Rounds two and three were Sweet Potato and Carrot with Peas, respectively. The sweet potato was a double spoonful mashed (like a casserole) and topped with a couple of sprigs of fennel with pistachio praline on the side. Judy gushed over the praline, and I gave her mine when it appeared again on a later plate.
The most substantial bit of the Carrot with Peas dish was a delicious granola substance. There were only a few pieces of carrot and a handful of peas. Perhaps “deconstructed” really means what is leftover after someone who was really hungry already demolished the dish. At this point, I was pretty sure there would be a drive-through window in my near future.
I was wrong (again). The Venison Loin with potato was substantial and amazing. I was raised in the country with a bunch of uncles who liked nothing better than to show up at Mamaw’s on Thanksgiving with a freshly gutted dear carcass in the back of their pick-up. A short time later, I would be forced to visit said uncle to partake of the mighty hunter's bounty. My recollection is that venison sucked serious ass! Of course, even then I would smile like, “This is so what I hoped for.” At the wine dinner, this actually was SO WHAT I HOPED FOR! The venison was medium-rare, succulent, and tender. A generous pool of mashed potatoes rounded out my favorite dish of the evening.

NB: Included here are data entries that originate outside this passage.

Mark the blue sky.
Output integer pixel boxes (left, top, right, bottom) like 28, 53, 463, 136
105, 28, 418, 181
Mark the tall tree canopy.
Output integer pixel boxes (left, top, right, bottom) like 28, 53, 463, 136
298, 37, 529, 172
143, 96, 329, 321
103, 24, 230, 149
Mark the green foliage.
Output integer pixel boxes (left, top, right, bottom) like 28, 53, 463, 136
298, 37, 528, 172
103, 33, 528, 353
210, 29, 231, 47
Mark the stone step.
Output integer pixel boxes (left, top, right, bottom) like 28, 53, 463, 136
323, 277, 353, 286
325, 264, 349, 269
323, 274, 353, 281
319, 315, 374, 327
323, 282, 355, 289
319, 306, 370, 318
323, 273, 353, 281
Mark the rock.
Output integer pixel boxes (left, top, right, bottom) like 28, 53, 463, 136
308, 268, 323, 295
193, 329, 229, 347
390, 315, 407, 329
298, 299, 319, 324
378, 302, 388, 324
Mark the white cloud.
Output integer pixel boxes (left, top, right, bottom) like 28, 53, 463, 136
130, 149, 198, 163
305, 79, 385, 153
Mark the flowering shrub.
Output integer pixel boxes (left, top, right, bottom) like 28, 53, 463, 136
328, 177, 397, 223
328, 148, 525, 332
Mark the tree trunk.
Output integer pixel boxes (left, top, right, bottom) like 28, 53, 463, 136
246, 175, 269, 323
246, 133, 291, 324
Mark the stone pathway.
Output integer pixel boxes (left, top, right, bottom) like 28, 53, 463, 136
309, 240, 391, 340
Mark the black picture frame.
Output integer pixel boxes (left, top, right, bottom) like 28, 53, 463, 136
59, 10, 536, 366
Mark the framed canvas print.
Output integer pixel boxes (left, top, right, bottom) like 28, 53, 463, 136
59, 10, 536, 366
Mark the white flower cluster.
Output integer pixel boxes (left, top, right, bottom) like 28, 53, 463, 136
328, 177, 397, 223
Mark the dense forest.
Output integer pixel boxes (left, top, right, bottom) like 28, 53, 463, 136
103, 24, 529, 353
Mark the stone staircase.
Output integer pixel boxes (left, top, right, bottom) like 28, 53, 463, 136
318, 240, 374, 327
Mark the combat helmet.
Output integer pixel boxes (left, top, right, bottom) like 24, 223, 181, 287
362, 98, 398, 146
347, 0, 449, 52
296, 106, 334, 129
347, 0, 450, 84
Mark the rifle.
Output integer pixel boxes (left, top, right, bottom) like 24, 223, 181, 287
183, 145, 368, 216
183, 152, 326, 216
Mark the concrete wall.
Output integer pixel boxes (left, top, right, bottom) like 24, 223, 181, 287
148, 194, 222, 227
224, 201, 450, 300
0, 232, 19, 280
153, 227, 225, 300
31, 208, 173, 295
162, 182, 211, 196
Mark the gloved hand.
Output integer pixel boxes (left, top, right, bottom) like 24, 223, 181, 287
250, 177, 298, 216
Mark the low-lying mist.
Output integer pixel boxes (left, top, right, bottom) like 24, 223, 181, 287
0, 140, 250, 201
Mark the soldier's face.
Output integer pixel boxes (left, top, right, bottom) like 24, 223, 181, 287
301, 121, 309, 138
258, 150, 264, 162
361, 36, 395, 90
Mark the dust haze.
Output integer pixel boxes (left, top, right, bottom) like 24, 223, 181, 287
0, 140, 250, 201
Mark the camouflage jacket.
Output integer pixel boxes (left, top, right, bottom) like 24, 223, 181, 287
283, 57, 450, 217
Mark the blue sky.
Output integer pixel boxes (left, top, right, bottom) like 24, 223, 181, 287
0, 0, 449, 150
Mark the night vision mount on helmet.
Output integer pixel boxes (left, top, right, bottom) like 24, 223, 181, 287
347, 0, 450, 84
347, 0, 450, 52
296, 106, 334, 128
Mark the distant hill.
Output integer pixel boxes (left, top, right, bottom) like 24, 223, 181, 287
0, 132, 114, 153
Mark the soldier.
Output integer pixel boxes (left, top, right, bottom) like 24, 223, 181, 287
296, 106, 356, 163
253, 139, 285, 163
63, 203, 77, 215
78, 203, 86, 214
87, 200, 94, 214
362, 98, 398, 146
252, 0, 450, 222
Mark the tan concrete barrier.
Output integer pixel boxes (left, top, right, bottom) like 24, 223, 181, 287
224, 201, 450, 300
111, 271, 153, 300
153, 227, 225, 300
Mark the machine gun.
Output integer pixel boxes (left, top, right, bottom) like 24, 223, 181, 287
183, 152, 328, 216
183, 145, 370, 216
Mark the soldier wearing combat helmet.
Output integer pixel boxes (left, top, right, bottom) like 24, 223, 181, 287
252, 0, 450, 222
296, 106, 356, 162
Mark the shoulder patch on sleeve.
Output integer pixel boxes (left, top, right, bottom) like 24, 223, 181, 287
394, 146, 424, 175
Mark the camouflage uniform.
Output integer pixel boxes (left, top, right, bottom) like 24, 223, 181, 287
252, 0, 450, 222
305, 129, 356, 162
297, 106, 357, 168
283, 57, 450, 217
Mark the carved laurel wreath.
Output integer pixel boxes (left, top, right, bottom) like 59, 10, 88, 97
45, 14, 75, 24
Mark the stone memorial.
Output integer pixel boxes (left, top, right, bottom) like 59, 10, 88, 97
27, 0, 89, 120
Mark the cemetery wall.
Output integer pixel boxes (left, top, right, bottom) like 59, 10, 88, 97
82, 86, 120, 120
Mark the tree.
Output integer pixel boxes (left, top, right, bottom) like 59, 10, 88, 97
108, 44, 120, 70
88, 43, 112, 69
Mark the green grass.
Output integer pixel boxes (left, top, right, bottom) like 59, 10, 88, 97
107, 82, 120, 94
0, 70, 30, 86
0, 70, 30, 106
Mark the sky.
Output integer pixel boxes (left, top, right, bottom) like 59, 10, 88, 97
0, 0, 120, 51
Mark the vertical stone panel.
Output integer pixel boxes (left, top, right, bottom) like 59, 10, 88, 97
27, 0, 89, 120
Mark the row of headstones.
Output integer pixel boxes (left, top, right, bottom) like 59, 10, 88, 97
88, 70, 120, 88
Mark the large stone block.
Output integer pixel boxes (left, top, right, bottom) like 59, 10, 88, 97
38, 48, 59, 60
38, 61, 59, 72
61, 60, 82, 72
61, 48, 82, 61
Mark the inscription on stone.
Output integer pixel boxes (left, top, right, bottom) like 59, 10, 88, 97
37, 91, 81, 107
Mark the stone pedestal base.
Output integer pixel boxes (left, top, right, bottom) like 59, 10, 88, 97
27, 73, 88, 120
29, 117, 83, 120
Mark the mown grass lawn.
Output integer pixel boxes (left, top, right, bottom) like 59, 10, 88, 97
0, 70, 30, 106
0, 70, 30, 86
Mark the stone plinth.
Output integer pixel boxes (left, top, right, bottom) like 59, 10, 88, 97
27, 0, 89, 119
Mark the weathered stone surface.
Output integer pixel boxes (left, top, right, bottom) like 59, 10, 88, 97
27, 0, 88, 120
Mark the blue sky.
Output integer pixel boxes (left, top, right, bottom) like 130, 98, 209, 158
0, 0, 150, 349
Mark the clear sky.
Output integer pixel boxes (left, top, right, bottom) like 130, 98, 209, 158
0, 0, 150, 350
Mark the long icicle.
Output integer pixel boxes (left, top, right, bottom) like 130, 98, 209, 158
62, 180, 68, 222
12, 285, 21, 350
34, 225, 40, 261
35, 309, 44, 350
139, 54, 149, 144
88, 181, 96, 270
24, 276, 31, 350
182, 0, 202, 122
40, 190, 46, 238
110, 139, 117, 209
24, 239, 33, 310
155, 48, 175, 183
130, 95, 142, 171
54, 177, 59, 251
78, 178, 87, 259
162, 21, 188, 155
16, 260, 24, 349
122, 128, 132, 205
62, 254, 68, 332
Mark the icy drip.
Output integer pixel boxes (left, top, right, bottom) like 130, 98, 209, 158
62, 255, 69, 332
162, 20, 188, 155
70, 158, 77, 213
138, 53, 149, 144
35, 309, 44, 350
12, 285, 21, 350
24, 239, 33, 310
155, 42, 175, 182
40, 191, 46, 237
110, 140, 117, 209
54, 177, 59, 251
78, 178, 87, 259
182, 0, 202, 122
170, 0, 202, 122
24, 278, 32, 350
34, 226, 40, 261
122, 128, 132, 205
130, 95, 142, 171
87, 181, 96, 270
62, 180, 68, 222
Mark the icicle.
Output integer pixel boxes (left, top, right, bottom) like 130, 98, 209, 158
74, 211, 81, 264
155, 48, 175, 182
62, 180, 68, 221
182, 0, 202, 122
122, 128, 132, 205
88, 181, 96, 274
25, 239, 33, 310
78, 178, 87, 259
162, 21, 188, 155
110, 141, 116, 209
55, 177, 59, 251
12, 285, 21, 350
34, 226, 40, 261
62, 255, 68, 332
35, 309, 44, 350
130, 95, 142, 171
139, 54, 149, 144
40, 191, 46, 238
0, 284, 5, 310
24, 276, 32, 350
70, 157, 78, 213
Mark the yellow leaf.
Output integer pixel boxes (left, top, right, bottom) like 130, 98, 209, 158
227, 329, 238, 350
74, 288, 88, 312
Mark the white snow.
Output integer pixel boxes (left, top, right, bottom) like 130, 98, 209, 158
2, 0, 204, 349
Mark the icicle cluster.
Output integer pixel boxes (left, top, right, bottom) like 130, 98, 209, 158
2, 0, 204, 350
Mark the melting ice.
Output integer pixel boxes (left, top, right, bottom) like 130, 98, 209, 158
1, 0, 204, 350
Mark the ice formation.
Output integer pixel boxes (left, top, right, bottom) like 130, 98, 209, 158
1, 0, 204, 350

I recall that I liked the Turkey & Stuffing, but not really the particulars. It came with a translucent roe-like substance scattered on top (cranberries – deconstructed?). Anyway, whether owing to the fog of wine, war, or possibly distraction caused by something shiny, most details of this course elude me.
The Apple Pie was really, really tasty! Of course it was deconstructed, so it wasn't pie at all. The apple portion was ample (no DQ!) and had the spongy consistency of canned pears. I don't really remember how the caramel powder was implemented; maybe I was experiencing sensory overload. I do remember that Dana Huber came over and sat in the empty chair next to me at this point, so perhaps my distraction was justified. This course was served with the applejack brandy cocktail, which I thought was quite nice.
When the last dish was deconstructed and the plates cleared, chef came out and said a few words. Bravo chef! Aside from being a supremely talented chef, Matt Weirich is one of the nicest people I've ever met and I was happy for him. Yes, the dishes he sent out were artsy to my eye, yet they combined to make up one of the most interesting and satisfying culinary experiences ever for me.
Chef ended up at our table as did a substantial bowl of the pistachio pralines. Roger capped off his evening with a glass of Huber's Knobstone Reserve Port, and Angie brought me my favorite Willet's Vintage bourbon straight up. Judy and I shared the Vintage and the pralines as we peppered Matt with questions about the dishes. This all was so much more than I'd hoped for, and now I know that the Huber winery crafts wines far better than I can truly appreciate. I also know that no matter what you call it, dinner provided by a chef of Matt's quality is a wondrous thing.
Thank you, Roger and Diana, for taking pity on me and sharing your table and friends. Cheers!